From: Dave Chinner <david@fromorbit.com>
To: Chris Mason <clm@fb.com>
Cc: Eric Sandeen <sandeen@redhat.com>, xfs@oss.sgi.com
Subject: Re: [PATCH] xfs: don't zero partial page cache pages during O_DIRECT
Date: Sat, 9 Aug 2014 14:17:00 +1000 [thread overview]
Message-ID: <20140809041700.GH26465@dastard> (raw)
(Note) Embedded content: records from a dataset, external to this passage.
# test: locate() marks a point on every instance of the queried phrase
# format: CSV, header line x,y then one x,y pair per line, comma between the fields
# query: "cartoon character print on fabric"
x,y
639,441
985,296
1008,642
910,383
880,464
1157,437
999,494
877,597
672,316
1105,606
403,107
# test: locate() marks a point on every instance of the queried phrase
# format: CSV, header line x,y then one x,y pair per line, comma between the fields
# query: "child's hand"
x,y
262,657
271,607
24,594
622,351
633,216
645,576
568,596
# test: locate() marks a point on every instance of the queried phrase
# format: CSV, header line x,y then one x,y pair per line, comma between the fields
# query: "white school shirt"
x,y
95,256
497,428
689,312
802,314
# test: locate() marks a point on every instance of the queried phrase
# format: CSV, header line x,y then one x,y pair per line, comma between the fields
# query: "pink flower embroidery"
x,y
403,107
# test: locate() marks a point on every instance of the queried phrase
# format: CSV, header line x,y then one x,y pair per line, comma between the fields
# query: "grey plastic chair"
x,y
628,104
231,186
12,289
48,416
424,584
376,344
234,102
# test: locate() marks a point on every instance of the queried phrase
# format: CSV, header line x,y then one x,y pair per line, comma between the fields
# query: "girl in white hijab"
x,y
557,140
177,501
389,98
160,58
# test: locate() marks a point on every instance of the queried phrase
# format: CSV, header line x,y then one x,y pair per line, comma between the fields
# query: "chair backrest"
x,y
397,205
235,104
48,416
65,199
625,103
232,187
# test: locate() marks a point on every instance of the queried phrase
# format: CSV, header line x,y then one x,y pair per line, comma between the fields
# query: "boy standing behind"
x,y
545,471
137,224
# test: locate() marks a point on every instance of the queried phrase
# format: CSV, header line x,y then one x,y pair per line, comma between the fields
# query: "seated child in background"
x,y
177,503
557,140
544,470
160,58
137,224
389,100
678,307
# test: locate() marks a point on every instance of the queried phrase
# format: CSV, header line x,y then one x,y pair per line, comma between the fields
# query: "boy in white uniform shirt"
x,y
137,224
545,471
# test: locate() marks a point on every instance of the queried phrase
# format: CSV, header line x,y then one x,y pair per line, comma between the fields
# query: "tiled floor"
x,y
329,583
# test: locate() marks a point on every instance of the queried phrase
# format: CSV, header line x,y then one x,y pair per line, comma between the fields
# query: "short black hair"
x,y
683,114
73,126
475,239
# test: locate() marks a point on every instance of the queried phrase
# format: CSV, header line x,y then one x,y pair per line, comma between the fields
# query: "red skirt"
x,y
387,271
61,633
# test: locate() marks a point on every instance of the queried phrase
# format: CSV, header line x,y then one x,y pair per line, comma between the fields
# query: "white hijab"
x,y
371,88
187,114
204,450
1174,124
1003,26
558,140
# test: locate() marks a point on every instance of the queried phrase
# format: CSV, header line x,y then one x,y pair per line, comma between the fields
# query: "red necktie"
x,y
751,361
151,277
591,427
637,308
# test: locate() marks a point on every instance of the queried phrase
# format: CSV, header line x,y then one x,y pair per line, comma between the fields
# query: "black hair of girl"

In-Reply-To: <53E5885A.9090302@fb.com>
On Fri, Aug 08, 2014 at 10:32:58PM -0400, Chris Mason wrote:
>
>
> On 08/08/2014 08:36 PM, Dave Chinner wrote:
> > On Fri, Aug 08, 2014 at 10:35:38AM -0400, Chris Mason wrote:
> >>
> >> xfs is using truncate_pagecache_range to invalidate the page cache
> >> during DIO reads. This is different from the other filesystems who only
> >> invalidate pages during DIO writes.
> >
> > Historical oddity thanks to wrapper functions that were kept way
> > longer than they should have been.
> >
> >> truncate_pagecache_range is meant to be used when we are freeing the
> >> underlying data structs from disk, so it will zero any partial ranges
> >> in the page. This means a DIO read can zero out part of the page cache
> >> page, and it is possible the page will stay in cache.
> >
> > commit fb59581 ("xfs: remove xfs_flushinval_pages"). also removed
> > the offset masks that seem to be the issue here. Classic case of a
> > regression caused by removing 10+ year old code that was not clearly
> > documented and didn't appear important.
> >
> > The real question is why isn't fsx and other corner case data
> > integrity tools tripping over this?
> >
>
> My question too. Maybe not mixing buffered/direct for partial pages?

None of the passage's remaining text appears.